ESG label under scrutiny
ESG has become a buzzword in the CLO market. Last year’s census revealed that 64.8% of market participants thought CLOs should adopt ESG investment guidelines, and an ESG framework has become a staple of CLO marketing presentations. But the census results reveal a lack of belief that this translates into genuine results: 40.6% of responses indicate that only “some” managers that market themselves as ESG compliant are genuinely so, and 30.4% of replies said “very few” managers are actually compliant.
We need an exchange for loan trading. We are still operating as if in the 1980s
This was particularly apparent in the US, where the most common answer to which is the most ESG-aware manager was “no-one”. Last year’s winner in this category, Partners Group, came in with the second-most votes. In Europe, last year’s winner NIBC solidified its lead, picking up 26.7% of the votes. One answer claimed the firm “pioneered the ESG structure now replicated by other managers”. A number of respondents declined to highlight a particular manager, instead voting for any manager with an Article 8-aligned CLO.

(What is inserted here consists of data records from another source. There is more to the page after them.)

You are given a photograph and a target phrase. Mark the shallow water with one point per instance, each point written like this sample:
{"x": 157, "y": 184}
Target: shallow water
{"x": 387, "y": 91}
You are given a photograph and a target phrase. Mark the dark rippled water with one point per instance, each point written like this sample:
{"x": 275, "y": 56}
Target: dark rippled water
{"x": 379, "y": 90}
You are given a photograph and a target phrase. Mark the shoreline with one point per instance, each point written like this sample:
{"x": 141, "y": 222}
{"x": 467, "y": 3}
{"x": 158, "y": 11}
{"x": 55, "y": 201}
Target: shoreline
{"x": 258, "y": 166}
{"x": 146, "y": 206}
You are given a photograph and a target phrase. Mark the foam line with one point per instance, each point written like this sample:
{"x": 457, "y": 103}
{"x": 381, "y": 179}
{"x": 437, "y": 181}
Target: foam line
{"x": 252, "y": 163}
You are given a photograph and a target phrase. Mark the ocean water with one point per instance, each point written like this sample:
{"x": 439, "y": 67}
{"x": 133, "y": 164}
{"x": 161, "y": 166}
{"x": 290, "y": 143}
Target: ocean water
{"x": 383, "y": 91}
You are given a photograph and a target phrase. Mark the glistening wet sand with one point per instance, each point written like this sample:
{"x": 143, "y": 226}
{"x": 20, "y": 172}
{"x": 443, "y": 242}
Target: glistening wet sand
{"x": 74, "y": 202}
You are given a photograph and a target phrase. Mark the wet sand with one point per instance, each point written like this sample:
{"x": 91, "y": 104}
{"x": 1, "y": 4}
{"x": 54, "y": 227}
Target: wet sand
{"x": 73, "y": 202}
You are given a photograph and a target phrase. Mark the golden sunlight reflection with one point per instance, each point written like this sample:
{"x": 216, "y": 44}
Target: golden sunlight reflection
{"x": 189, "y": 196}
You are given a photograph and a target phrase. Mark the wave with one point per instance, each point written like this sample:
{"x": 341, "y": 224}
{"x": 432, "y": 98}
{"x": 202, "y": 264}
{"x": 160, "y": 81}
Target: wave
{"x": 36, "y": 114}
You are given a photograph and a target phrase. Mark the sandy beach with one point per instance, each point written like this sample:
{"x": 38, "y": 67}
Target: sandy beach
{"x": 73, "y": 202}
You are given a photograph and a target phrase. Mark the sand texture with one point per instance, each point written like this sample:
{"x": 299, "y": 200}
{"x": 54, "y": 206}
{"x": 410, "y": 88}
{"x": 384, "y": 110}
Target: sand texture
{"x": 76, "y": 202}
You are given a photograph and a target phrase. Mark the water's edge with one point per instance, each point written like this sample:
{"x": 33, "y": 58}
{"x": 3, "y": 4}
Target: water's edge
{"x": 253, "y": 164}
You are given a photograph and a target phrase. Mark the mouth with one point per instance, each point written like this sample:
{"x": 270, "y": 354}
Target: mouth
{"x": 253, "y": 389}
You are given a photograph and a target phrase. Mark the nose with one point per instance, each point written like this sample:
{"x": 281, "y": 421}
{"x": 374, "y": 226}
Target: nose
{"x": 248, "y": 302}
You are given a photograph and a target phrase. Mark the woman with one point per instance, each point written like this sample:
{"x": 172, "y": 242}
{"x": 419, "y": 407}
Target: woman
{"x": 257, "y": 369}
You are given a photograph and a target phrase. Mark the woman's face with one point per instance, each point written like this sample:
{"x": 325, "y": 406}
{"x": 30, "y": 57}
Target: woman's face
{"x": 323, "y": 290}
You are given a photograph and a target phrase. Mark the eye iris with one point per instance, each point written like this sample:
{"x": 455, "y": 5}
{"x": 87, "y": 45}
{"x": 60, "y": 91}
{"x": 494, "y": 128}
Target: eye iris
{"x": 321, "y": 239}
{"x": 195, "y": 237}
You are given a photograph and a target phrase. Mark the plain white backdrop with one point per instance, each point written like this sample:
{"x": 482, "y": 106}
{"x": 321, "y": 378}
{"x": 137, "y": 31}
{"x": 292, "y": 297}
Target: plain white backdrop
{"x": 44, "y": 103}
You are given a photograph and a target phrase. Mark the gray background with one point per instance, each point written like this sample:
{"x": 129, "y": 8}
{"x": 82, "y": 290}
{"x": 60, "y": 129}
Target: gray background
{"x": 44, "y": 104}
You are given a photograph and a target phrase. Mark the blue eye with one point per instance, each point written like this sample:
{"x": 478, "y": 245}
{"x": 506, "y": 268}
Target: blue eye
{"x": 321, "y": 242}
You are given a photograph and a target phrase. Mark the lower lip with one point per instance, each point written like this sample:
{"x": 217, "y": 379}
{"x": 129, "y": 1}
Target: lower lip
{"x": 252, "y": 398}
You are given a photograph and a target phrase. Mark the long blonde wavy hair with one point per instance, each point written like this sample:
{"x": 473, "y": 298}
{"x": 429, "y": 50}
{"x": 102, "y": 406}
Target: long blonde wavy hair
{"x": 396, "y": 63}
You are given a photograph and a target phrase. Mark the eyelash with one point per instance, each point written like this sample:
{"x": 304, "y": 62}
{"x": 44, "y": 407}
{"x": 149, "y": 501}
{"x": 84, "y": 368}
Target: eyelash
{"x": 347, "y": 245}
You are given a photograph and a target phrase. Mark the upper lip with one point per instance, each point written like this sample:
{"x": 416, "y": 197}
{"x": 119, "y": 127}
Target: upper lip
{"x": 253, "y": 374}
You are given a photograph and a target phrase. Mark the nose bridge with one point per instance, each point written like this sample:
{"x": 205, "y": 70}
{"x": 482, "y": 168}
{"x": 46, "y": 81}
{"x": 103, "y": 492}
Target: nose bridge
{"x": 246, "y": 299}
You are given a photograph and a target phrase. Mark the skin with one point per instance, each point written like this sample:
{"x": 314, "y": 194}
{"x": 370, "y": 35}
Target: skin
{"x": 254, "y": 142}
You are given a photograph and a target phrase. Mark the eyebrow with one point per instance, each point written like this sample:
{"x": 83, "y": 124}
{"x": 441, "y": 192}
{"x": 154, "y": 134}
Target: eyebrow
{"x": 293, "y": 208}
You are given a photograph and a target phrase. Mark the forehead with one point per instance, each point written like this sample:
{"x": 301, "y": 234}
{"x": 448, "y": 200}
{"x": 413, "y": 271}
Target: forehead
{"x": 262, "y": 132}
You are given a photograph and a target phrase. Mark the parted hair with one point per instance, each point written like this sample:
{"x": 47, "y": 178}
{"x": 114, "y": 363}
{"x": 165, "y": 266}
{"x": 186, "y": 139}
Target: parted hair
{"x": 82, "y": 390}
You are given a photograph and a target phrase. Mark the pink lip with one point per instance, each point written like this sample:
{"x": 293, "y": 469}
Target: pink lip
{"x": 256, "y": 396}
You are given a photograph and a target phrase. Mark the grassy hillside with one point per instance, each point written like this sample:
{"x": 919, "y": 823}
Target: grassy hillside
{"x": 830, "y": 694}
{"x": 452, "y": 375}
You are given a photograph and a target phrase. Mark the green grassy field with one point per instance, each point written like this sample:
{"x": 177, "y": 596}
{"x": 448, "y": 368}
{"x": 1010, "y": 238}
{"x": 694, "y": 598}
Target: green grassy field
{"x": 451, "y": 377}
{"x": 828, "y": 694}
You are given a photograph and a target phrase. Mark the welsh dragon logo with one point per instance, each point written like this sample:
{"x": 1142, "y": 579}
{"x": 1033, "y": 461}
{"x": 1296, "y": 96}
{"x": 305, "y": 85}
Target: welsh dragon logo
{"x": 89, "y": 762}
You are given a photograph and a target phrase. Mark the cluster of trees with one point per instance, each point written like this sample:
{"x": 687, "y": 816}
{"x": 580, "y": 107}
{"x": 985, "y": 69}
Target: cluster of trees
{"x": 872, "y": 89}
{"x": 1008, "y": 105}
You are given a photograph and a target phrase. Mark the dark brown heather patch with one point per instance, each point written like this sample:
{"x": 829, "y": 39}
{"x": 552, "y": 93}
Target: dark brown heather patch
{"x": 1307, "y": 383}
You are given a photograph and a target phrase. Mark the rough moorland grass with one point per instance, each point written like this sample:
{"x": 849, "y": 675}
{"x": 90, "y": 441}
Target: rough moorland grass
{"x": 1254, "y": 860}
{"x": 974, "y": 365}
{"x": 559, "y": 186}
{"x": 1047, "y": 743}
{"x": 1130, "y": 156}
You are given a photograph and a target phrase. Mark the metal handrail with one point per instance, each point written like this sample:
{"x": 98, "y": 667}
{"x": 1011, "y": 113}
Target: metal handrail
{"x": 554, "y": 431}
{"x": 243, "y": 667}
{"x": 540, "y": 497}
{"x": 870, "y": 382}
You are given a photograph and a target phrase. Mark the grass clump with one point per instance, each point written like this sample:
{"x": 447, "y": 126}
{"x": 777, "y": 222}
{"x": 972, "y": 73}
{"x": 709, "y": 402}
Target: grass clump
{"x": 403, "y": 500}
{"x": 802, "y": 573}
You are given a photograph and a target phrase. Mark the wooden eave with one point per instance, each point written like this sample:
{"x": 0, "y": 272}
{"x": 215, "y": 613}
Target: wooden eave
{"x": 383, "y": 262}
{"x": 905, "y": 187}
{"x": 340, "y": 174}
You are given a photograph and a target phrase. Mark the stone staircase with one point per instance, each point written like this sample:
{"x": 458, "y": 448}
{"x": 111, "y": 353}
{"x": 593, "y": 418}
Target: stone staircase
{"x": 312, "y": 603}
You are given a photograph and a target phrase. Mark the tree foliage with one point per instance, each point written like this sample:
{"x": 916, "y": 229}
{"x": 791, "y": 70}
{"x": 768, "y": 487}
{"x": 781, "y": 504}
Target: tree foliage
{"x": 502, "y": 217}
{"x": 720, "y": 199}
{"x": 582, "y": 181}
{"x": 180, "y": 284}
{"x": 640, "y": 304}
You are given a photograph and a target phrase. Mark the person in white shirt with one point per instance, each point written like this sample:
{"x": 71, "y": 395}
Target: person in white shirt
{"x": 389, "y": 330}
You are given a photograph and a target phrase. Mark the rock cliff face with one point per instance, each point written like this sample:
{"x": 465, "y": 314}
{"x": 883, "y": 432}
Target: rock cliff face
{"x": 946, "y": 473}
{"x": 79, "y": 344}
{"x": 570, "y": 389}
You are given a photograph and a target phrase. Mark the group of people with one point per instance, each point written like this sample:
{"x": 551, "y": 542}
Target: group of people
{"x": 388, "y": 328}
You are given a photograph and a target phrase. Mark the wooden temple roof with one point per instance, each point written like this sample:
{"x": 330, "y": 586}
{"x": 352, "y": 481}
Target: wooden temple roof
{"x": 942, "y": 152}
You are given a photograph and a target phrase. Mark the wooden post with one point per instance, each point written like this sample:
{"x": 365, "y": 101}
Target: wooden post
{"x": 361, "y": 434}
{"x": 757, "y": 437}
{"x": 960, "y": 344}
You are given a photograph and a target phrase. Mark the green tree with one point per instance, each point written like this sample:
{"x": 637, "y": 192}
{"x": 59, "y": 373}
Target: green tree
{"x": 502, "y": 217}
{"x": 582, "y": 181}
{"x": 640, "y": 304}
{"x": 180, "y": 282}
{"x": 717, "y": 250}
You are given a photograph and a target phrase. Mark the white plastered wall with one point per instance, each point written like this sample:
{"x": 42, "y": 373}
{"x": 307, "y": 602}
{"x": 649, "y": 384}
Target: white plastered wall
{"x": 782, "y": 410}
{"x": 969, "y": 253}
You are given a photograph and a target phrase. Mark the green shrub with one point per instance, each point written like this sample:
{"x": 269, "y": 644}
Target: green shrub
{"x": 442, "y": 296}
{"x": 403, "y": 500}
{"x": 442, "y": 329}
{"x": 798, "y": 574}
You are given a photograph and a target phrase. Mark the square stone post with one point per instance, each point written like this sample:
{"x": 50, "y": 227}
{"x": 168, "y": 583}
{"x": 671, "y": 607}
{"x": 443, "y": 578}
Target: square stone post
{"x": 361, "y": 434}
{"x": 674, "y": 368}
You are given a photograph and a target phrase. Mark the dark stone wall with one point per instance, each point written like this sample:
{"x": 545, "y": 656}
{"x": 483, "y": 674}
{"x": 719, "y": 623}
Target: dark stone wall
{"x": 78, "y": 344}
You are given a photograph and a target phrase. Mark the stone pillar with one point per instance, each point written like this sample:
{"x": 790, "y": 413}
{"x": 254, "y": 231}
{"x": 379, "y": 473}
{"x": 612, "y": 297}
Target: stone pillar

Other firms that shone in this year’s census include JP Morgan, which finished in the top spot for four different arranger categories in the US, and Morgan Stanley, which was voted the most willing to make markets in both US and European CLO tranches. Oxford Funds was voted the best US CLO equity investor, with 53.1% of the vote and one response singling out portfolio manager Debdeep Maji by name.
Newcomer Dealscribe won a massive 70.4% of the vote in the new best CLO documents service category.
We need to figure out a solution to the mismatch of 3-month Sofr (liabilities) vs. 1-month Sofr (assets)
Much ado about nothing
If there’s one reason to be positive about CLOs, it’s the relatively uncomplicated transition to a new benchmark. Although one participant declared it “much ado about nothing”, another added a note of caution, commenting that the “litmus test will be in June 2023”.
Overall, 81.3% of voters declared themselves satisfied with the way the Sofr transition has been rolled out this year. This is in line with the 81.9% of people in last year’s census who were either neutral or optimistic about the benchmark switch. At that point though, it was still the biggest concern heading into 2022, with the third most common answer being that there was “nothing to worry about at all”. How little we knew what was to come.
  • The 2022 CLO Census was an online survey open for two weeks from 5-19 October. We received 389 responses, compared to 244 in 2021.
  • We asked respondents to indicate if they were a CLO manager, investor, banker/trader or service provider.
  • We vetted responses line-by-line and eliminated all cases where companies voted for themselves or for affiliates.
  • We would like to extend our thanks to the CLO community for their support.